Measuring on site by drone
The high-frequency measurement technology was reduced in size to enable it to be flown on an octocopter. This allows investigations to be carried out in the vicinity of the wind farms, where it really counts. The drone is equipped with precision navigation and is controlled from the ground. The measurement technology captures, synchronises and stores the bandpass signals and the time and location information at a high data rate. This allows all movements and measuring points of the octocopter to be precisely specified and later traced. At the same time, a selection of the current measured data is transferred in real time to a tablet PC on the ground. There the measurements can be tracked and actively controlled.
This measurement concept with the drone has great advantages over previous measurement methods where the measurement technology was installed in aircraft and flown through these test tracks. The miniaturisation of the measurement technology means that the measurement system itself falsifies the data to a much lesser extent compared to an aircraft. The drone can remain in one point in space and record measured data over long periods of time. It can also fly at low speed within a wind farm and at lower altitudes, for example at the height of the rotor hub of a turbine. Additionally, the bandpass signal is recorded, which contains all information without preprocessing. For instance, both signal components (reference and directional circulating signal) can be determined separately in the DVOR and then evaluated. The entire measurement system, consisting of octocopter, antenna and measuring unit, is calibrated with feedback.

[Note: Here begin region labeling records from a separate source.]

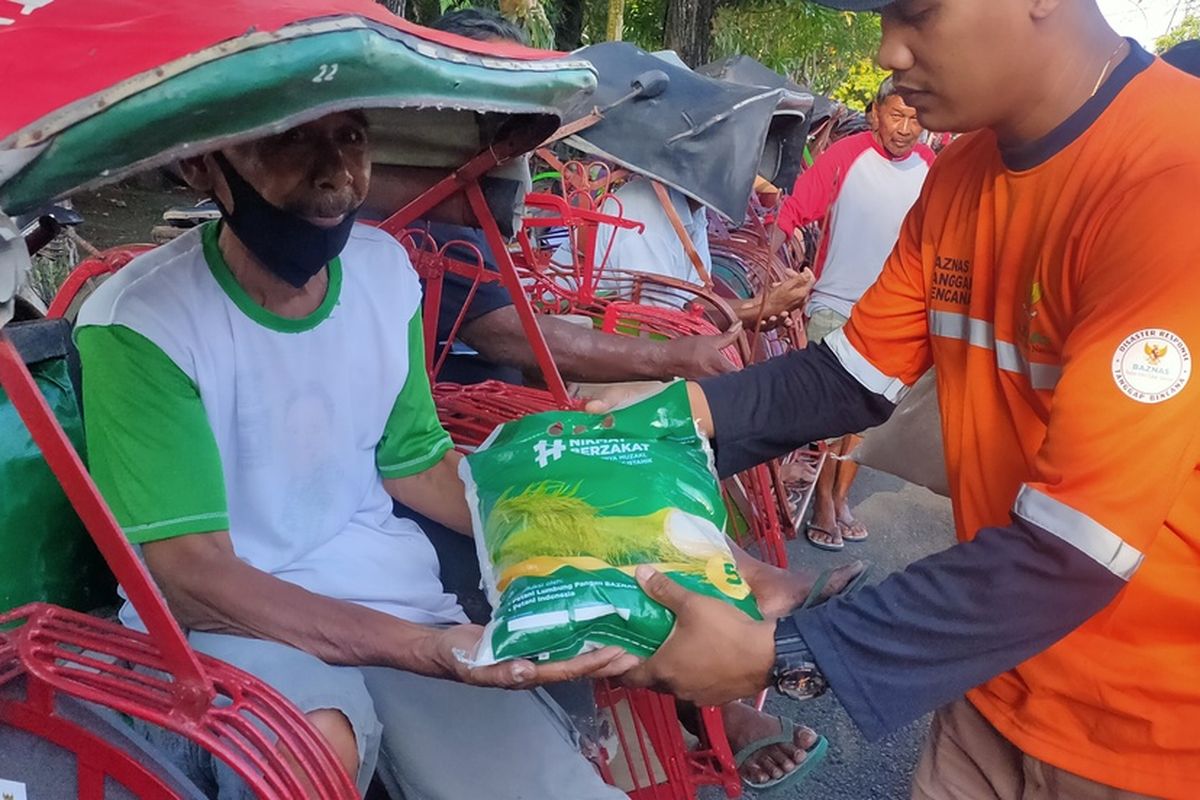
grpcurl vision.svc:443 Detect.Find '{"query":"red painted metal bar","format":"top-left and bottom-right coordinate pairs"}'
top-left (46, 245), bottom-right (155, 319)
top-left (0, 330), bottom-right (214, 714)
top-left (466, 182), bottom-right (572, 408)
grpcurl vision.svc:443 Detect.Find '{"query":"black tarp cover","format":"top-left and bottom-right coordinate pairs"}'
top-left (563, 42), bottom-right (784, 222)
top-left (696, 55), bottom-right (834, 191)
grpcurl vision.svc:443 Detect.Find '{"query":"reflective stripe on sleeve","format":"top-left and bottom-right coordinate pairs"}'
top-left (929, 311), bottom-right (1062, 391)
top-left (1013, 486), bottom-right (1142, 581)
top-left (823, 329), bottom-right (910, 403)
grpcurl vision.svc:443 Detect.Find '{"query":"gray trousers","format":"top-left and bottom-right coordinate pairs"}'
top-left (141, 632), bottom-right (625, 800)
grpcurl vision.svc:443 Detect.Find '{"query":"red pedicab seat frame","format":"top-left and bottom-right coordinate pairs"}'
top-left (508, 169), bottom-right (796, 567)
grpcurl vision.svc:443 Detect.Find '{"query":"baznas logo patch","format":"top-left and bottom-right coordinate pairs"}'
top-left (1112, 327), bottom-right (1192, 403)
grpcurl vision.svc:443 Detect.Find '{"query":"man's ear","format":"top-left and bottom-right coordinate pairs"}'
top-left (179, 156), bottom-right (212, 193)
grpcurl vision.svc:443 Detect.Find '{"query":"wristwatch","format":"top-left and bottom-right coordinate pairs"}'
top-left (770, 614), bottom-right (829, 700)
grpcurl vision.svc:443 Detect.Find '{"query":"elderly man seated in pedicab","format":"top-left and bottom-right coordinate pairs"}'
top-left (77, 112), bottom-right (648, 800)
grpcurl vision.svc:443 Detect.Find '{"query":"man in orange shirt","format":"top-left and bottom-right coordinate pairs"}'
top-left (595, 0), bottom-right (1200, 800)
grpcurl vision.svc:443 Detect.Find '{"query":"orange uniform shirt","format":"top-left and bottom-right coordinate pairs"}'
top-left (830, 50), bottom-right (1200, 798)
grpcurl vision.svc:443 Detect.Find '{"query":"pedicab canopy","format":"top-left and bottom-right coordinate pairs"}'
top-left (0, 0), bottom-right (595, 324)
top-left (554, 42), bottom-right (784, 222)
top-left (696, 55), bottom-right (833, 190)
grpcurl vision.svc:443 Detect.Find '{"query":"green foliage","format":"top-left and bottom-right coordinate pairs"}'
top-left (830, 58), bottom-right (889, 110)
top-left (408, 0), bottom-right (883, 94)
top-left (429, 0), bottom-right (554, 49)
top-left (1154, 11), bottom-right (1200, 53)
top-left (713, 0), bottom-right (880, 94)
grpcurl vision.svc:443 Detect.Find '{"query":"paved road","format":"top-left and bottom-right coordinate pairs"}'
top-left (703, 469), bottom-right (954, 800)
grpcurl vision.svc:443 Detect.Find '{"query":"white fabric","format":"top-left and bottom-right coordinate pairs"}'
top-left (553, 178), bottom-right (713, 305)
top-left (809, 146), bottom-right (929, 317)
top-left (79, 225), bottom-right (466, 622)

In addition to measurement technology, the research partners have developed a powerful numerical simulation analysis. Comparing measured data and simulation results is essential in order to quantify the interactions between wind turbines and air traffic control or navigation systems. Measurements are taken of the electromagnetic fields in the airspace around the wind farms. To assess the interactions, only those parameters that can be obtained in measurements such as simulations may be taken into account. The project partners have developed a method that can measure the signal content available as signal-in-space for real signals from terrestrial navigation systems and radar systems on site.
Effects on the wind energy sector
Until now, wind turbines have had to maintain a safe distance from radio beacons and radar installations. In practice, this often causes conflicts that sometimes end up in court. The German Wind Energy Association surveyed its members on this topic in 2015. This revealed that wind projects of more than 4,120 megawatts are being blocked by existing concerns about flight safety and the operation of radar systems. With more than 2,333 megawatts of thwarted wind power, the protected areas with a radius of 15 kilometres around the omnidirectional radio range beacons of civil aviation (CVOR, DVOR) have been the biggest problem so far.
The measurement methods now developed by the project partners contribute to a more precise and scientifically valid specification of the areas to be protected in the approval processes for wind turbines in the vicinity of radar and navigation systems.